Taken together, our mass spectrometry approach revealed that Ago2 associates with larger RNA species even in the absence of small RNAs. Furthermore, several mRNA-binding proteins are specific to miRNA-free and miRNA-containing Ago2-mRNA complexes.

Validation of Ago2 Interactions

To further verify our mass spectrometry results, we performed Western blot analyses on a set of identified Ago2 interactors (Fig. 4A). Ago2 complexes were isolated from FH-Ago2-expressing cells (Fig. 4A, lanes 1–4). To test RNA requirements of the interactors, a set of samples was treated with RNase A (Fig. 4A, lanes 3 and 4). Immunoprecipitates from the GFP-expressing control cell lines served as background control (Fig. 4A, lanes 5 and 6). YBX1 and UPF1 are both miRNA- and mRNA-dependent interactors. We see a strong signal in the Dicer wt sample (Fig. 4A, lane 1) and a reduced signal in the Dicer −/− cells (Fig. 4A, lane 2) suggesting a miRNA-dependent interaction. This binding is bridged by mRNAs as apparent from the disappearance of the signal after RNase A treatment (lanes 3 and 4). ZNF521 is a protein that directly interacts with Ago2 in the absence of miRNAs and Dicer. As expected, we see signals in the samples from the Dicer −/− cells only (lane 2) and the signal intensity is not affected by the RNase A treatment (lane 4).
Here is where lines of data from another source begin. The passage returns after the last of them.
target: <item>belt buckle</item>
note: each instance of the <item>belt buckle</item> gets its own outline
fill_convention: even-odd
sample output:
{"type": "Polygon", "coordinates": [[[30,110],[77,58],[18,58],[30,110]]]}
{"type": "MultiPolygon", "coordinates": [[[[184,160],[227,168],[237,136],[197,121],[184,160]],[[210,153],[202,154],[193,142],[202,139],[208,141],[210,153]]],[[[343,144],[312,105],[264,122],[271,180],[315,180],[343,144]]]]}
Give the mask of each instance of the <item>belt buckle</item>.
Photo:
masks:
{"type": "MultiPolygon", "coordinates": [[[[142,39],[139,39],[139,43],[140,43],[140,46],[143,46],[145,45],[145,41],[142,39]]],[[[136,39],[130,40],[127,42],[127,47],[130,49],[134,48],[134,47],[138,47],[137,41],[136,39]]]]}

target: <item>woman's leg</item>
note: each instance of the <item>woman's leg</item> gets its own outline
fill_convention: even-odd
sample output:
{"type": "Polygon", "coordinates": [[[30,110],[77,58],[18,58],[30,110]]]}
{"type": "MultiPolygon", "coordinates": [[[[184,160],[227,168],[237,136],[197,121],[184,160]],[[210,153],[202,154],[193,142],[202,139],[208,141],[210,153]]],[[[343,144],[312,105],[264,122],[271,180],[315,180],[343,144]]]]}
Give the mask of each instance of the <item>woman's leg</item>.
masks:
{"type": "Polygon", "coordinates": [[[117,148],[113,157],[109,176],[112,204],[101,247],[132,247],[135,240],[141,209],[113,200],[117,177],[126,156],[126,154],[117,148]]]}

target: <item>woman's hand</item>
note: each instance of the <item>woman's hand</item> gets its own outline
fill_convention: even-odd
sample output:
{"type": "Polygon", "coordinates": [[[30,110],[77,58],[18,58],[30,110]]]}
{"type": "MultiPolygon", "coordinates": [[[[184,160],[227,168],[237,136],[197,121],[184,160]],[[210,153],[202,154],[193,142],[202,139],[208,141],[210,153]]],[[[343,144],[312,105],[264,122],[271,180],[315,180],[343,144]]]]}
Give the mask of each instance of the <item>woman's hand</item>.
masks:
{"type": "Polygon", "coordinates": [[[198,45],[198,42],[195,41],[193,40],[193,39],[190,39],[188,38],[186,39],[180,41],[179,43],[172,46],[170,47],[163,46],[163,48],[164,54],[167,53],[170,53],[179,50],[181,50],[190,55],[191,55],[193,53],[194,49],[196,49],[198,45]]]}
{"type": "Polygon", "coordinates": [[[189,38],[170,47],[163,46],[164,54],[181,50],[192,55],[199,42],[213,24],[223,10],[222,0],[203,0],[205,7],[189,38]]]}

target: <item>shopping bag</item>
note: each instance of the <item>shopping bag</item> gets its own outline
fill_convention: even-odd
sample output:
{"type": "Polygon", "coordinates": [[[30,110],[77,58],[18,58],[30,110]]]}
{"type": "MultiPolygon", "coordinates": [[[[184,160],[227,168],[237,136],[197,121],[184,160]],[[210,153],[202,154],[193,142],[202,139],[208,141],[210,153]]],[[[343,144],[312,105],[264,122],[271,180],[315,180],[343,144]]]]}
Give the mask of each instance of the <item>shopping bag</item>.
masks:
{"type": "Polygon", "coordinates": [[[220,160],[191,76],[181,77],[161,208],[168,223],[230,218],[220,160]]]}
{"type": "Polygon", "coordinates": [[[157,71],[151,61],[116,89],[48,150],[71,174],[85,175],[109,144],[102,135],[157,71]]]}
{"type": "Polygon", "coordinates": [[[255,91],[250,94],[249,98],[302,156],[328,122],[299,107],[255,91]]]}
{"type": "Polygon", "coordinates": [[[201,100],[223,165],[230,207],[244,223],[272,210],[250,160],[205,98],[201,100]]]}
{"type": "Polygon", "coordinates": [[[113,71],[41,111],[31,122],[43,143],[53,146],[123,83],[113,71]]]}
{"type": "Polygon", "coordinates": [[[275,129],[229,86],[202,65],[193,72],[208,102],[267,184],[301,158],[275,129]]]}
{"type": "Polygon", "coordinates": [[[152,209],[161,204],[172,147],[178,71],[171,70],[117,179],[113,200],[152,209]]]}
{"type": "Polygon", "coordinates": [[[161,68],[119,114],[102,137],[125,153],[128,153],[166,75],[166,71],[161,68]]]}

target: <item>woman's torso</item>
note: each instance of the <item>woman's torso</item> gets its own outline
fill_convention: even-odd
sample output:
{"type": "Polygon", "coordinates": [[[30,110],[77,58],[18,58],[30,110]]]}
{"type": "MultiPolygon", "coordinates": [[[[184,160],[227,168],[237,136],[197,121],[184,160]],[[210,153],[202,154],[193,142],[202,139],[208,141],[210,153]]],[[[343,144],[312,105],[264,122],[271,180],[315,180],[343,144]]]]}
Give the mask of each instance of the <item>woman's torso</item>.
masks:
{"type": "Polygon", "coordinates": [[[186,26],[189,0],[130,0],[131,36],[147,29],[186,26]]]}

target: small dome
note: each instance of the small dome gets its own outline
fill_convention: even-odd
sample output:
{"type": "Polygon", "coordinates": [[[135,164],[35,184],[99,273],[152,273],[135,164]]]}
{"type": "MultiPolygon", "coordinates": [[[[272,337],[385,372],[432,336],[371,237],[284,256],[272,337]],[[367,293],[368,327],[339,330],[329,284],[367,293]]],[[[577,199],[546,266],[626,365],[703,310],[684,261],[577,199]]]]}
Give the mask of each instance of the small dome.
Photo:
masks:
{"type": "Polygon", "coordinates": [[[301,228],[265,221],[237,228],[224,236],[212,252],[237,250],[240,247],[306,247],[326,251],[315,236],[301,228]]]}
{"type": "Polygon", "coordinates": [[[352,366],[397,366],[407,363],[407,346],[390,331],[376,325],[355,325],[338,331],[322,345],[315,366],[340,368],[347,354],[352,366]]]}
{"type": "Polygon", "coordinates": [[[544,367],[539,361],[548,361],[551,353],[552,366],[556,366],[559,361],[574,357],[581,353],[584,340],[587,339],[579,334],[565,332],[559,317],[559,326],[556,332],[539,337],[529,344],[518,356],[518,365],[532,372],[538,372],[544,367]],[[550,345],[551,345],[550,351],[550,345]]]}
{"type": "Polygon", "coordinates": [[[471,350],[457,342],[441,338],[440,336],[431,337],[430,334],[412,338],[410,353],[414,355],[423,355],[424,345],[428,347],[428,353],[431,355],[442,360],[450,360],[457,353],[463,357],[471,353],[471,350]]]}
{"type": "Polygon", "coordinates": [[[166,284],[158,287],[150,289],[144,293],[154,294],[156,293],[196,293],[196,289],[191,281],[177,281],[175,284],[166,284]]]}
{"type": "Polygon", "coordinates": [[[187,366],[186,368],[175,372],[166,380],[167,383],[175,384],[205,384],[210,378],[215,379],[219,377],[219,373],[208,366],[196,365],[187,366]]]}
To functionally validate our interaction data, we used luciferase-based miRNA reporters (Figs. 4B and 4C). The 3′ UTR of Hmga2, a well-characterized let-7a target (64), was fused to firefly luciferase and transfected into HeLa cells in which ZNF521, CSDA and EDC4 were depleted by RNAi (Figs. 4B and 4C). In addition, we employed a reporter containing the Hmga2 3′ UTR with mutated let-7a target sites and normalized the data against each other (19) (Fig. 4C). As expected, Ago2 knock down led to increased luciferase activity. Knock down of EDC4, which has been implicated in miRNA function in Drosophila (52), resulted in specific luciferase up-regulation as well, suggesting that EDC4 is indeed involved in silencing of the Hmga2 reporter construct. Similar results were obtained for the mRNP component CSDA. ZNF521, however, is not involved in miRNA-guided gene silencing. Since ZNF521 is a putative transcription factor, it is possible that it cooperates with Ago2 in nuclear Ago functions.

In summary, our validation experiments show that novel Ago2 interactors discovered by proteomics can play roles in miRNA-guided gene silencing, highlighting the specificity of our Ago2 interaction network.